The authors introduce the concept of HDT as the ultimate Metaverse BCI prosthesis, creating a stable population of Metaverse users that maintains continuity between the Metaverse and the real world. They mention that key technologies to enable the HDT within the Metaverse include BCI, wearable biosensors such as heart rate, muscle, Inertial Measurement Unit (IMU), smartphones, and AI. The interactions between a real-world user and the HDT is described in four scenarios: User- HDT synchronization, HDT-Avatar Interaction, HDT-HDT Interaction, and User-HDT Replacement. They consider the challenges for the development of the HDT in the Metaverse by considering the two main perspectives that are (i) communications between BCI headsets and other infrastructures in the physical world and (ii) communications between human avatars and other avatars or technologies/virtual services in the Metaverse. They claim that 6G systems can utilize broadband communication techniques such as millimeter wave (mmWave) and Terahertz to enhance data transmission rate further. Recent advances in machine learning and wireless communication techniques enable the transmission beyond Shannon bound with semantic compression and semantic communication.

The survey concludes by addressing the open issues regarding the usability of BCI for the Metaverse, ethics, and security.
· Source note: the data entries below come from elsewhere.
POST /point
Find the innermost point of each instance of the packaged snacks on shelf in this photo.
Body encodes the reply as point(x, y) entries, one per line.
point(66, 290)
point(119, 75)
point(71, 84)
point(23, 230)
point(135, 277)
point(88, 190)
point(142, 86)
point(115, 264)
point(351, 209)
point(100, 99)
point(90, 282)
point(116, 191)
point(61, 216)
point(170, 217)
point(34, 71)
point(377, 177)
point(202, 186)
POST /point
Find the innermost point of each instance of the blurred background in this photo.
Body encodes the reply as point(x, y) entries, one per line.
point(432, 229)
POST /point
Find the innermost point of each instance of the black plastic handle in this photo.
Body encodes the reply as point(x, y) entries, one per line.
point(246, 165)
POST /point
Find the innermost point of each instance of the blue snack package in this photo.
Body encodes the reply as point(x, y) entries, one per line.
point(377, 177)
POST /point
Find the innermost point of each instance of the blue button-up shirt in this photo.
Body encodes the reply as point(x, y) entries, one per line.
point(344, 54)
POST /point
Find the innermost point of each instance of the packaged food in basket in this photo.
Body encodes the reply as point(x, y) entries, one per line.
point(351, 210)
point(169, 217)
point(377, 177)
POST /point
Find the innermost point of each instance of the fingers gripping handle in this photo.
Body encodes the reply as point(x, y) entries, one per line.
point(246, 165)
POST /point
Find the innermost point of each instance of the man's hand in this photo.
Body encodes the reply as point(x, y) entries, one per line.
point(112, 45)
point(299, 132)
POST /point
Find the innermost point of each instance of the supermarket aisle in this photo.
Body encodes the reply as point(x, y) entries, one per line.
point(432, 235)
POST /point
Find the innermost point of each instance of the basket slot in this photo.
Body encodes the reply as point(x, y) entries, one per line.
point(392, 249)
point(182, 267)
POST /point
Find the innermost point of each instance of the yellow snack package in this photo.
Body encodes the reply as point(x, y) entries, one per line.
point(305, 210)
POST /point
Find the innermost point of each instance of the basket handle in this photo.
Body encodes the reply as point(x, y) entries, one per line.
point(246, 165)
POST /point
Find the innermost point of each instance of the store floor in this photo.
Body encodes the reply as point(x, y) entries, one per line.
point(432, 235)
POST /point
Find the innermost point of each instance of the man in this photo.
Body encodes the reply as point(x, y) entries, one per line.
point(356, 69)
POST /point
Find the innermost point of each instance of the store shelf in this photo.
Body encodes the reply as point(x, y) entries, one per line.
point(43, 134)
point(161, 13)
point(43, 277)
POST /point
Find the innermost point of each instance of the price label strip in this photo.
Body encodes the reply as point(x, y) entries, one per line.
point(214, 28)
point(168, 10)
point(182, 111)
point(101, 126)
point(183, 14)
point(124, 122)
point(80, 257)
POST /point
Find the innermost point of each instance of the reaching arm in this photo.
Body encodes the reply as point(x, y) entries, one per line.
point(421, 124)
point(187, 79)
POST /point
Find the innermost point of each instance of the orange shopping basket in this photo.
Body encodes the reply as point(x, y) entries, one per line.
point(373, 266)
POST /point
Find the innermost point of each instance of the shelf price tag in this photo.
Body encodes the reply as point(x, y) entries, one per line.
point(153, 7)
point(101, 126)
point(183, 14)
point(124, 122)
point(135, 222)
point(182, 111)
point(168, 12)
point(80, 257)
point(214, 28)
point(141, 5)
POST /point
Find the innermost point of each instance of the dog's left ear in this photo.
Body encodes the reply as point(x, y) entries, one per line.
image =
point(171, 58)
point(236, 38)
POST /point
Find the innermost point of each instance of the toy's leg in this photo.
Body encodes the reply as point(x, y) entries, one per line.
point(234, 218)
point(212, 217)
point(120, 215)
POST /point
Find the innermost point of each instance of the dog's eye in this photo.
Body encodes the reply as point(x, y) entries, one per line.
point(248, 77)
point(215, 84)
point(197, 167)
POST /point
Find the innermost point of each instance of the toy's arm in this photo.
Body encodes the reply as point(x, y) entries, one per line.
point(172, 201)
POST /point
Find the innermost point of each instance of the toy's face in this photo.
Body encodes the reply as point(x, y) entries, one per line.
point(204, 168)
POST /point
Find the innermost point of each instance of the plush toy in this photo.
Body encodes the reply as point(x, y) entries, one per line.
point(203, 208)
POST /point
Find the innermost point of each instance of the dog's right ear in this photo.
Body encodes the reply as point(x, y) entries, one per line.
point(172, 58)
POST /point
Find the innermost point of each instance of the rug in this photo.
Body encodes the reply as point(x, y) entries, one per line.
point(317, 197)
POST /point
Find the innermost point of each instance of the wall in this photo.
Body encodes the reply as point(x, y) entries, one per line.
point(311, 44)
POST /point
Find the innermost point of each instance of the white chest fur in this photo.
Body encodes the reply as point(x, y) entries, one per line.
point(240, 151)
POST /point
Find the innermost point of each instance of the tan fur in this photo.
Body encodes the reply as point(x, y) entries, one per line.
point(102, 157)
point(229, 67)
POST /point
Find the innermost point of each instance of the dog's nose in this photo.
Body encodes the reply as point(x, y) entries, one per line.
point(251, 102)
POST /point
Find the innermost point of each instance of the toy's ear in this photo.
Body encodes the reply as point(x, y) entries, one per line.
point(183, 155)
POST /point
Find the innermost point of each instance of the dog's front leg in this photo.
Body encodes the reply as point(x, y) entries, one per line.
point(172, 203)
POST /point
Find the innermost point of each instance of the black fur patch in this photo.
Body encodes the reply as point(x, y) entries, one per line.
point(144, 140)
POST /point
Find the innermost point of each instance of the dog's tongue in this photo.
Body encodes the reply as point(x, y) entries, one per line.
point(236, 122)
Key challenges are:

  • Hardware development to extract high-quality brain signals.
  • Software development to address neurodiversity.
  • Security and privacy concerns related to the collection and potential manipulation of brain data.
  • Ethical considerations regarding the interpretation and use of brain signals.

The authors mention emerging applications and future research directions such as integrated VR-BCI devices, multitasking in the Metaverse, machine learning for processing heterogeneous datasets, and Human Digital Twin for maintaining continuity in the Metaverse.